Riding out a short-seller crisis
Three cases provide lessons on how to strengthen company fundamentals and implement a well-planned response strategy.
SHORT sellers have been accused of attacking currencies, causing panic selling, crashing stock markets, and creating financial and economic crises. But, like it or not, they are legitimate players in today's financial system. All the other players (governments, regulators, investors, and companies) need to learn to co-exist with them, and, more importantly, strengthen their fundamentals and put in place a planned response strategy to survive the financial tsunami, if attacked.
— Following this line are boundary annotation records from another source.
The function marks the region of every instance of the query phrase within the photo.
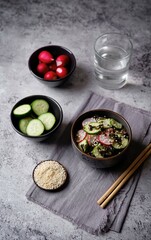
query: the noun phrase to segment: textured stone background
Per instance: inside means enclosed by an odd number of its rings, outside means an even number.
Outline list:
[[[97,86],[93,42],[101,33],[127,33],[134,51],[128,84],[116,91]],[[76,56],[69,83],[51,89],[31,76],[28,58],[39,47],[58,44]],[[59,216],[27,201],[36,163],[49,159],[50,141],[33,143],[17,135],[9,114],[23,97],[55,98],[69,122],[89,90],[151,111],[150,0],[0,0],[0,239],[1,240],[150,240],[151,164],[146,161],[120,234],[92,236]]]

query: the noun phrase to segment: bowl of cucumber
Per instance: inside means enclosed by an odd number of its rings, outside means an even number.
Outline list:
[[[63,111],[51,97],[32,95],[21,99],[11,110],[11,123],[21,136],[33,141],[44,141],[60,127]]]
[[[71,127],[71,142],[78,157],[95,168],[118,164],[132,139],[127,120],[108,109],[95,109],[78,116]]]

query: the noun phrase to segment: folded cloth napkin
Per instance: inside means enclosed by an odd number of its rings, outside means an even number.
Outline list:
[[[71,146],[70,129],[73,120],[82,112],[98,108],[120,113],[132,128],[133,142],[129,153],[122,164],[114,168],[90,167],[75,155]],[[33,184],[27,192],[27,198],[91,234],[99,235],[109,230],[120,232],[140,171],[125,184],[105,209],[98,206],[97,200],[150,140],[151,113],[91,92],[67,125],[50,156],[50,159],[58,160],[68,170],[68,185],[62,191],[47,192]]]

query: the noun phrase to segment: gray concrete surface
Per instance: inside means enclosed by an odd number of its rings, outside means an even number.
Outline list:
[[[120,31],[133,40],[127,85],[115,91],[97,86],[93,73],[93,42],[101,33]],[[28,70],[37,48],[58,44],[76,56],[77,69],[69,83],[48,88]],[[150,240],[151,163],[146,161],[122,232],[100,237],[29,202],[36,163],[49,159],[50,142],[33,143],[14,132],[9,114],[21,98],[44,94],[55,98],[64,112],[63,127],[84,96],[93,90],[151,111],[150,0],[0,0],[0,239],[1,240]]]

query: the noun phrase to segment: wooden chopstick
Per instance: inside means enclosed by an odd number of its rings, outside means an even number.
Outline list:
[[[116,193],[122,188],[127,180],[139,168],[139,166],[151,154],[151,143],[138,155],[131,165],[120,175],[113,185],[105,192],[105,194],[97,201],[100,207],[105,208],[106,205],[113,199]]]

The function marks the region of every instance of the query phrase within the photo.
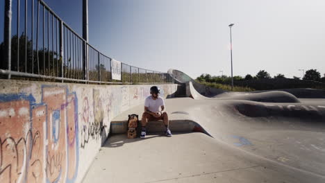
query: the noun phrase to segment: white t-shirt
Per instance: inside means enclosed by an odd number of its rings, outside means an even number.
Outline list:
[[[159,107],[162,105],[165,105],[164,99],[160,96],[158,96],[157,99],[153,100],[151,96],[146,98],[144,101],[144,107],[147,107],[151,112],[159,112]]]

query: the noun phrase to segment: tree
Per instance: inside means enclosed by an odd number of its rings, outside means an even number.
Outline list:
[[[256,77],[258,79],[271,78],[271,76],[269,76],[269,73],[268,73],[265,70],[260,70],[260,71],[258,71],[258,73],[256,74]]]
[[[247,75],[246,75],[245,80],[252,80],[252,79],[253,79],[253,76],[251,76],[251,74],[248,73]]]
[[[278,75],[276,76],[274,76],[274,78],[285,78],[285,77],[284,76],[284,74],[282,74],[282,73],[278,73]]]
[[[197,78],[197,80],[199,80],[199,82],[204,82],[206,80],[204,79],[204,74],[201,74],[200,76]]]
[[[236,80],[236,81],[240,81],[240,80],[242,80],[243,78],[242,76],[233,76],[233,80]]]
[[[212,76],[211,75],[207,73],[204,76],[204,79],[206,80],[206,81],[207,82],[211,82],[211,79],[212,79]]]
[[[322,82],[325,82],[325,73],[324,74],[324,77],[322,78],[321,80]]]
[[[321,80],[321,75],[317,69],[309,69],[306,71],[305,76],[303,78],[303,80],[309,80],[315,81]]]

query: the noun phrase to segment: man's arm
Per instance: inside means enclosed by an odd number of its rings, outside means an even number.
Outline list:
[[[165,105],[161,105],[160,107],[161,107],[160,112],[161,112],[161,114],[162,114],[165,112]]]
[[[147,113],[148,113],[148,114],[151,114],[151,115],[153,115],[153,116],[156,114],[156,113],[154,113],[154,112],[151,112],[151,111],[149,110],[149,107],[146,107],[146,106],[144,106],[144,112],[147,112]]]

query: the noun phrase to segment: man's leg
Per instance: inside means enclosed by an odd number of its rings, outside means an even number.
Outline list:
[[[148,123],[149,116],[150,114],[147,112],[144,112],[142,114],[142,118],[141,119],[141,125],[142,125],[142,129],[143,128],[146,128],[147,123]]]
[[[161,114],[161,118],[162,119],[164,125],[166,127],[166,132],[165,134],[168,137],[172,137],[172,134],[169,130],[169,121],[168,120],[168,114],[167,112],[165,112],[162,113],[162,114]]]
[[[141,125],[142,126],[142,129],[141,130],[141,135],[140,135],[140,137],[141,138],[145,138],[146,137],[146,125],[147,125],[147,123],[148,123],[148,121],[149,120],[149,118],[150,118],[150,114],[147,113],[147,112],[144,112],[142,114],[142,118],[141,119]]]
[[[169,121],[168,120],[168,114],[167,114],[167,112],[164,112],[162,113],[162,114],[161,114],[161,117],[162,118],[162,121],[164,121],[164,125],[166,128],[168,128],[169,125]]]

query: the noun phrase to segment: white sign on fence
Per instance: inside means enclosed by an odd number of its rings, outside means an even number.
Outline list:
[[[122,80],[121,62],[112,59],[110,62],[110,67],[112,67],[112,79],[121,80]]]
In recent times, a few Singapore-listed companies have faced short-seller activism, sparked by unfavourable and damaging reports from whistle-blowing investment research firms, all of whom have names with damaging personae: Muddy Waters (obscuring clarity); Glaucus (probably named after the sea slug, glaucus atlanticus, whose sting can be both painful and dangerous); and Iceberg (treacherously dangerous to shipping vessels).
In November 2012, Olam was the first company to be targeted by Muddy Waters, who asserted that its business model was no longer viable, describing its acquisitions and capital expenditure (capex) as "fatal flaws and fiscal black holes". It essentially questioned Olam's "aggressive" accounting practices, challenging particularly its goodwill and fair value accounting treatment.